Putin Hints At Troop Movements If Finland Joins NATO

Russian President Vladimir Putin (right) and Finnish President Sauli Niinisto meet outside of Kultaranta castle in Naantali, Finland, on July 1.

President Vladimir Putin has indicated that Russia would move troops toward its border with Finland if the Nordic country became a member of NATO, whose eastward expansion since the fall of the Soviet Union has long angered the Kremlin.

"Finnish forces would cease being independent, cease being sovereign in the full sense of that word," Putin said after a July 1 meeting in Finland with President Sauli Niinisto. "They would become part of NATO's military infrastructure, which overnight would be at the borders of the Russian Federation."

Putin added: "Do you think that we will continue as before by keeping our troops 1,500 [kilometers] away?"

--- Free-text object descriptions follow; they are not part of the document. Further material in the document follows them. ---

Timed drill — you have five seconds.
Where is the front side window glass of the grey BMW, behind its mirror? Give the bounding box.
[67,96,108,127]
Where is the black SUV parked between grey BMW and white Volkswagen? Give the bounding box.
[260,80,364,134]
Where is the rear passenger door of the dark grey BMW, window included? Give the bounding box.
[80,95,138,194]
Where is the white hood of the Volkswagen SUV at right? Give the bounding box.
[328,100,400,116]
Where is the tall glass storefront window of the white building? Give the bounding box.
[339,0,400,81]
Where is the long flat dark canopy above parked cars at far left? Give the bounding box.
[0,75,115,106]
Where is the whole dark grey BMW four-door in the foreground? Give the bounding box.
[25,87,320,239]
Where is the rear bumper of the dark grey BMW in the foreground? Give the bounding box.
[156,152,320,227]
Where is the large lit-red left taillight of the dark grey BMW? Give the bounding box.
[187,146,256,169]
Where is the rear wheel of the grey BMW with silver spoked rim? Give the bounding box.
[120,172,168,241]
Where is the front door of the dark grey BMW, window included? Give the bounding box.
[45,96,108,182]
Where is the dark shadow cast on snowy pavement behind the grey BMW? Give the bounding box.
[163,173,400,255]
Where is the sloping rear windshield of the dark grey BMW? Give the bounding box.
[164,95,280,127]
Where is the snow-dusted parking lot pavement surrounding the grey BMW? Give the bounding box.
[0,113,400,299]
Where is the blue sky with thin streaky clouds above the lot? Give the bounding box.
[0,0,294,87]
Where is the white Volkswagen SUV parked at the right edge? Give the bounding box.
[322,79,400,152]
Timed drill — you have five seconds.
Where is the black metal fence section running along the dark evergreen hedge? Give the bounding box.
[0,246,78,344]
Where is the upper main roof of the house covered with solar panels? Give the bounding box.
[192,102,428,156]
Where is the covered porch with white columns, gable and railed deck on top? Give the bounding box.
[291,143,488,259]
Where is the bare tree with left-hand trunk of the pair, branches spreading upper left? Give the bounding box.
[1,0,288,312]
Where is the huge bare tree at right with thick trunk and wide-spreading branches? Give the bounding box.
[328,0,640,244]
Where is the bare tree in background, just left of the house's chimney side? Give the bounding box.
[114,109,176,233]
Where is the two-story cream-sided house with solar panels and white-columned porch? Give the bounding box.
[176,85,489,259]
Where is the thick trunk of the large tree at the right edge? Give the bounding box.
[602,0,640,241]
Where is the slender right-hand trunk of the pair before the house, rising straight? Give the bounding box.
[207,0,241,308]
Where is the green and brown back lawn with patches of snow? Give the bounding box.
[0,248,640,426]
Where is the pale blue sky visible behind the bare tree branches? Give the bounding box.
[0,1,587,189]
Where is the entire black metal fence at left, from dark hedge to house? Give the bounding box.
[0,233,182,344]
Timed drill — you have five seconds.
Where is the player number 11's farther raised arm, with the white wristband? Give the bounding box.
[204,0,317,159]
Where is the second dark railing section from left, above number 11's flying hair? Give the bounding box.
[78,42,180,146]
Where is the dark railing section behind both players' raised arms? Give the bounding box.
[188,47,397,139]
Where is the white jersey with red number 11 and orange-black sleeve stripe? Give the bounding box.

His comments came ahead of next week's NATO summit in Warsaw that Niinisto has been invited to attend.

Alliance members are expected to endorse a larger deployment of alliance military forces to Eastern Europe.

NATO says the planned increase of forces on its eastern flank is in response to Russian aggression in Eastern Europe, including its 2014 seizure and annexation of Ukraine's Crimean Peninsula and the ongoing war between Russia-backed separatists and Kyiv's military in eastern Ukraine.

Finland has said it will continue to participate in NATO exercises and decide for itself whether or not to join the alliance.